As a doctor, one ought to perform his/her duties diligently. Using our knowledge and skill to save lives, to help them recover was the best thing we could do, with a challenge to keep ourselves and our family safe simultaneously.

The COVID-19 pandemic has had a gigantic impact on the mental and psychological health of the doctors.6 We have embarked upon a new journey of providing obstetric and gynecological care during the COVID pandemic, which indeed is very different from the routine obstetric and gynecological. With hope in our hearts and a wish in our minds, we are positive that this pandemic shall end soon and we can successfully deliver our services for the greater good of our patients.

REFERENCES

1. WHO Coronavirus Disease (COVID-19) Dashboard [Internet]. [cited 2020 Oct 29]. https://covid19.who.int.

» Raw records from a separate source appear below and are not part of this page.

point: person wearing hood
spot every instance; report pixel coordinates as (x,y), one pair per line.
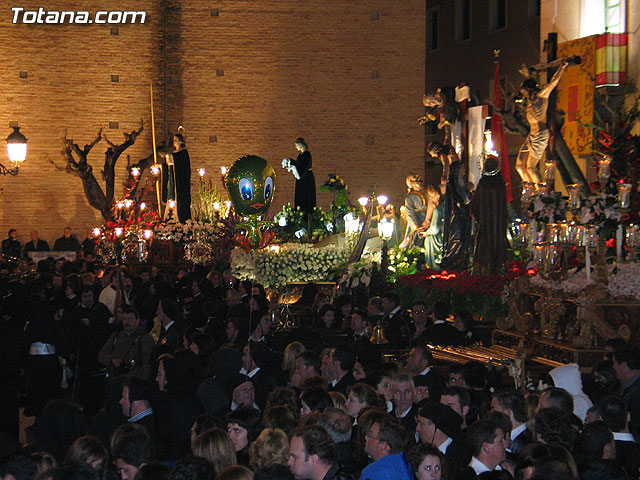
(439,426)
(568,377)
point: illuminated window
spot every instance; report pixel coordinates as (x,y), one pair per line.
(432,29)
(600,16)
(463,20)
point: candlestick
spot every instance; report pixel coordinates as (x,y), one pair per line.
(624,194)
(604,170)
(619,243)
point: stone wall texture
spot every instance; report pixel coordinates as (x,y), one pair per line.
(240,76)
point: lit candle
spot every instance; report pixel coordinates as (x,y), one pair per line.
(549,172)
(604,170)
(619,243)
(574,196)
(624,193)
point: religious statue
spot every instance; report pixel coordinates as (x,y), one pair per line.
(537,103)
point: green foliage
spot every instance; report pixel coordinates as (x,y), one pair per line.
(293,225)
(404,261)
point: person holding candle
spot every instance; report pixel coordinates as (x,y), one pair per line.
(176,178)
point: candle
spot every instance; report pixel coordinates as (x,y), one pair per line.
(619,243)
(574,196)
(549,172)
(604,170)
(624,193)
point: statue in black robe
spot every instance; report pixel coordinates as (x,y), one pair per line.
(489,208)
(305,190)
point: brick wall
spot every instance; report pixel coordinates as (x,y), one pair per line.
(241,76)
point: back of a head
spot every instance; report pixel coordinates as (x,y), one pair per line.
(235,472)
(337,423)
(513,400)
(480,432)
(475,374)
(131,443)
(613,410)
(393,433)
(559,398)
(19,466)
(74,471)
(317,441)
(552,470)
(440,310)
(191,467)
(592,440)
(249,418)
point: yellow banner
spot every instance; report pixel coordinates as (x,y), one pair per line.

2. Schwartz DA, Graham AL. Potential maternal and infant outcomes from coronavirus 2019-nCoV (SARS-CoV-2) infecting pregnant women: lessons from SARS, MERS, and other human coronavirus infections. Viruses 2020;12(2):194. DOI: 10.3390/v12020194.

3. Barberis A, Rutigliani M, Belli F, et al. SARS-Cov-2 in peritoneal fluid: an important finding in the COVID-19 pandemic. Br J Surg 2020;107(10):e376.

4. Organization WHO, Clinical management of COVID-19: interim guidance, 27 May 2020. 2020 [cited 2020 Oct 29]; Available from: https://apps.who.int/iris/handle/10665/332196.

5. Oxygenation and Ventilation [Internet]. COVID-19 Treatment Guidelines. [cited 2020 Oct 29]. Available from: https://www.covid19treatmentguidelines.nih.gov/critical-care/oxygenation-and-ventilation/.

6. Si MY, Su XY, Jiang Y, et al. Psychological impact of COVID-19 on medical care workers in China. Infect Dis Poverty 2020;9(1):113. DOI: 10.1186/s40249-020-00724-0.